Teachers file court challenge after minister announces mass suspensions

HARARE – Human rights lawyers have filed an urgent court application to stop the government from suspending thousands of teachers striking over poor pay.

The Zimbabwe Human Rights NGO Forum initiated the court action on behalf of the Amalgamated Rural Teachers’ Union of Zimbabwe (ARTUZ) on Friday, a day after a minister announced that all teachers who failed to report for work were being suspended without pay for three months.

ARTUZ president Obert Masaraure, in an affidavit, said the suspensions announced by primary and secondary education minister Evelyn Ndlovu were “unreasonable and unfair.”

The teachers say the “blanket imposition” of the suspensions “without justification and reasonable findings of any alleged misconduct… infringes on the teachers’ right to fair labour practices and standards.”

Constitutional law expert and University of Zimbabwe lecturer Professor Lovemore Madhuku said the government was on shaky ground.

“Teachers cannot be suspended from work by a government minister, they are employed by the Public service Commission (PSC),” Madhuku said.

“Even the PSC itself has no power whatsoever to effect a blanket and mass suspension.
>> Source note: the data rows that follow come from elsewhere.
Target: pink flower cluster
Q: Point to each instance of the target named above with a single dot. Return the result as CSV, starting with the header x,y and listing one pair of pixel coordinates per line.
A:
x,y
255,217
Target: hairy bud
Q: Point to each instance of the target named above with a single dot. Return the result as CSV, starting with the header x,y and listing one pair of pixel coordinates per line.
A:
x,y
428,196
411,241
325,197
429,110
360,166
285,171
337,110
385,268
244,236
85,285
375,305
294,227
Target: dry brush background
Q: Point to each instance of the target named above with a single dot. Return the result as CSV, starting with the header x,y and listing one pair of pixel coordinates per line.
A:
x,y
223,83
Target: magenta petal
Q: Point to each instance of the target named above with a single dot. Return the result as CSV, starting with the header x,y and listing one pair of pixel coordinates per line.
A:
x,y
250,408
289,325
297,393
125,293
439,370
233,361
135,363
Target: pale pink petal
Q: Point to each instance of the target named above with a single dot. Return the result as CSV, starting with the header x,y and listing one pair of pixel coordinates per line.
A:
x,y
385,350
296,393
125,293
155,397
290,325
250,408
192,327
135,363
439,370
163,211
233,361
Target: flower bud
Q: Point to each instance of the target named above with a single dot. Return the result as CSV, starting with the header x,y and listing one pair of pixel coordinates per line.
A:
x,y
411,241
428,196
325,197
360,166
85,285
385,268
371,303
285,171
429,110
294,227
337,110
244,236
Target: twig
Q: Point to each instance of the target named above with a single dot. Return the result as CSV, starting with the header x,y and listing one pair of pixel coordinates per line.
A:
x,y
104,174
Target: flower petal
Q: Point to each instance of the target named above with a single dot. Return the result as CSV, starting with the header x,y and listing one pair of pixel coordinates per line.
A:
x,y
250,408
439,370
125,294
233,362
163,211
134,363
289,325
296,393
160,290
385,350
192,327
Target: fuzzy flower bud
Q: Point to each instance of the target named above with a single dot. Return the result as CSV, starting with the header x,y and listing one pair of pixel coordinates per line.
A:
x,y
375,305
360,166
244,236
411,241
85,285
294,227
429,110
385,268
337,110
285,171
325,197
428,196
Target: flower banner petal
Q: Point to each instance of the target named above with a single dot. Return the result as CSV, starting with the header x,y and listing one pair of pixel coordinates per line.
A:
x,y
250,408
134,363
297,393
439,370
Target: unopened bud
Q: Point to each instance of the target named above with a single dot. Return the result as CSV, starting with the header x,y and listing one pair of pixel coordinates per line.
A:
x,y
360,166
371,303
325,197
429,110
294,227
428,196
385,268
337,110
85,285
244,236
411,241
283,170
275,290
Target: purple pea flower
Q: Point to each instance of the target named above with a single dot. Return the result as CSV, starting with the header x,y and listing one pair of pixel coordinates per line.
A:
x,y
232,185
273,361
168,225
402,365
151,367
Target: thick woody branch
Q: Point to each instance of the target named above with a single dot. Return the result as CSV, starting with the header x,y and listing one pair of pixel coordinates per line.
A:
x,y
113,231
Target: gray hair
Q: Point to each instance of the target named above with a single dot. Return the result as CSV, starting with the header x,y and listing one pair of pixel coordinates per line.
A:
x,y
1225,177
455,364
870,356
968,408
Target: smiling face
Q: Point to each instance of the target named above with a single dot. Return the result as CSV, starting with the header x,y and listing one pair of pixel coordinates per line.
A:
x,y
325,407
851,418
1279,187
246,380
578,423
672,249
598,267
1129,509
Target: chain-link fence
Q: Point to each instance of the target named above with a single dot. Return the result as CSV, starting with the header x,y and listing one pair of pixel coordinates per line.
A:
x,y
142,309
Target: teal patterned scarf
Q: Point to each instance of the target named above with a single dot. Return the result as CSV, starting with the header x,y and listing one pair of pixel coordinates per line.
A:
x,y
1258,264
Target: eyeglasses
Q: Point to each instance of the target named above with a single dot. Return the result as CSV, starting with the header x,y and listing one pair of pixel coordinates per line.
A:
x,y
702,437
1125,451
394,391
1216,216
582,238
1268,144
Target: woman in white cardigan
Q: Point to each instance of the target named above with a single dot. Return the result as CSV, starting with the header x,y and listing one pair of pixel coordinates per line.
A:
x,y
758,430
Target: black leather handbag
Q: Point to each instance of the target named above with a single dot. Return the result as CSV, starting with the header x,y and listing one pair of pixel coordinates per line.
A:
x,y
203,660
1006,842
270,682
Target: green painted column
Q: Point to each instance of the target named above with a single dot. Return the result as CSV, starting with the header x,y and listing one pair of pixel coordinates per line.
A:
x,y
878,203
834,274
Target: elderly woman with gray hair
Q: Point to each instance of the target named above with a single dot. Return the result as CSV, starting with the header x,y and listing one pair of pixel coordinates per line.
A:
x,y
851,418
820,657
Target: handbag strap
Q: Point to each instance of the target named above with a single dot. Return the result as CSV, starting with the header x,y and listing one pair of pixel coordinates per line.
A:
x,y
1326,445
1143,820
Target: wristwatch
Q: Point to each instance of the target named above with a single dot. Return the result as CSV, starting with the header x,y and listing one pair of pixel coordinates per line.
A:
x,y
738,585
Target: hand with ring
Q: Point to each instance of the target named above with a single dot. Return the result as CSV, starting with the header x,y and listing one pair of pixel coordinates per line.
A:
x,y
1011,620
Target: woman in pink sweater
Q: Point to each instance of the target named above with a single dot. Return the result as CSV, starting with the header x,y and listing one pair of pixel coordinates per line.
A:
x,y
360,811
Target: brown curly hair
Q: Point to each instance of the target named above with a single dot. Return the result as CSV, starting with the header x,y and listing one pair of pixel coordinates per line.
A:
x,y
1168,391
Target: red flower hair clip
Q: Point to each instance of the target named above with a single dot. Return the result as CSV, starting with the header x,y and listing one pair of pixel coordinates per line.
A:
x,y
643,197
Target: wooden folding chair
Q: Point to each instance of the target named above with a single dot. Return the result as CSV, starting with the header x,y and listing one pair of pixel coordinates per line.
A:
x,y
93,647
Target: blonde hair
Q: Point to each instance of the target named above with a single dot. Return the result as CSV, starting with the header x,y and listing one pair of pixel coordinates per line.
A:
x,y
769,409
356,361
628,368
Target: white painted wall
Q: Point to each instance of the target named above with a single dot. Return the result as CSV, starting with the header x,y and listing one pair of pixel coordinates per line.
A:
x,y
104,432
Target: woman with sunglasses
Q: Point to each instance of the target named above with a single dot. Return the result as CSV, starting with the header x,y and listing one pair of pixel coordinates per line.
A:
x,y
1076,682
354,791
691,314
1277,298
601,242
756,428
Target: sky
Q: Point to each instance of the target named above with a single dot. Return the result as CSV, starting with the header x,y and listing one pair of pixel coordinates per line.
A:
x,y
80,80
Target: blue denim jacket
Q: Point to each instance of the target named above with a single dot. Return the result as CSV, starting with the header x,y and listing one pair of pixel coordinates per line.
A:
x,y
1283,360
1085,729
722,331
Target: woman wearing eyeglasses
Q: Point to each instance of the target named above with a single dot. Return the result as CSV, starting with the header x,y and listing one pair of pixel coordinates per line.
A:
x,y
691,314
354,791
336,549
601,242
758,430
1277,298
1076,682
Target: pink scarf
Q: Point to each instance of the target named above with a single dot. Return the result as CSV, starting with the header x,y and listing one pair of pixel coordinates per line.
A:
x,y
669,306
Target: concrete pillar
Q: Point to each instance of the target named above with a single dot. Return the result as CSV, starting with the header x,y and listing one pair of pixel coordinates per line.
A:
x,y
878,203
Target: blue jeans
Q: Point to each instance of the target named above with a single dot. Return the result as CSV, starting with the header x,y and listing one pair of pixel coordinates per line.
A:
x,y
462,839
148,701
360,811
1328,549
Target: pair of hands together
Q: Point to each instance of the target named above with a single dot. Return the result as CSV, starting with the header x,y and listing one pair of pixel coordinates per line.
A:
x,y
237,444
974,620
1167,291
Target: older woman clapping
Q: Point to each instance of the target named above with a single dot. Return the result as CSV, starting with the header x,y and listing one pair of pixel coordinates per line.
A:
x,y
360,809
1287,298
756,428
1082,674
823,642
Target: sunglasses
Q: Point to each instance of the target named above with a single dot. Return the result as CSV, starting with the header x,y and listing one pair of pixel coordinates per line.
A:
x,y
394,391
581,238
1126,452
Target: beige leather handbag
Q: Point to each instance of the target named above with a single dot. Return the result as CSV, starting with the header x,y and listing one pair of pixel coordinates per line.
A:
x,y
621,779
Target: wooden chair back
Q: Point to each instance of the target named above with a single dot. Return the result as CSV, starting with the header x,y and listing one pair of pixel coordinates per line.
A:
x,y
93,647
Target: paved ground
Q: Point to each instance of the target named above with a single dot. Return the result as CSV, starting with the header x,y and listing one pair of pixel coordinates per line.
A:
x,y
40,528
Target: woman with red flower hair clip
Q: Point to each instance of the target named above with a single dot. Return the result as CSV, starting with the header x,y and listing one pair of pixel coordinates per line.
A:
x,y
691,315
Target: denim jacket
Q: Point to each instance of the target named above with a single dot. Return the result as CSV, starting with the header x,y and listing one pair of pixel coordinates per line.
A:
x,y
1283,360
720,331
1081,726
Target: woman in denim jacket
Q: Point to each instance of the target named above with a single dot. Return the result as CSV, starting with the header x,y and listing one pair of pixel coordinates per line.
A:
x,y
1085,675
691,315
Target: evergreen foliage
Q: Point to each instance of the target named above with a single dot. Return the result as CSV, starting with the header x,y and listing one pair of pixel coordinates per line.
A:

The purported suspensions are unacceptable, the government must dialogue with teachers’ unions and address issues.”

A teachers’ strike has paralysed learning at many Zimbabwean schools, which opened this week after a prolonged closure due to the Covid-19 pandemic.

Many teachers decided to stay at home to protest salaries of about US$95 a month. A few who reported for work did not teach. The teachers are demanding that their pay be increased to about $540 per month.

The government has offered a 20 percent pay increase, payment of part of the teachers’ salaries as US$100, and subsidies on the purchases of cars and houses. Unions say the raise is equivalent to about US$20 and far short of their demands.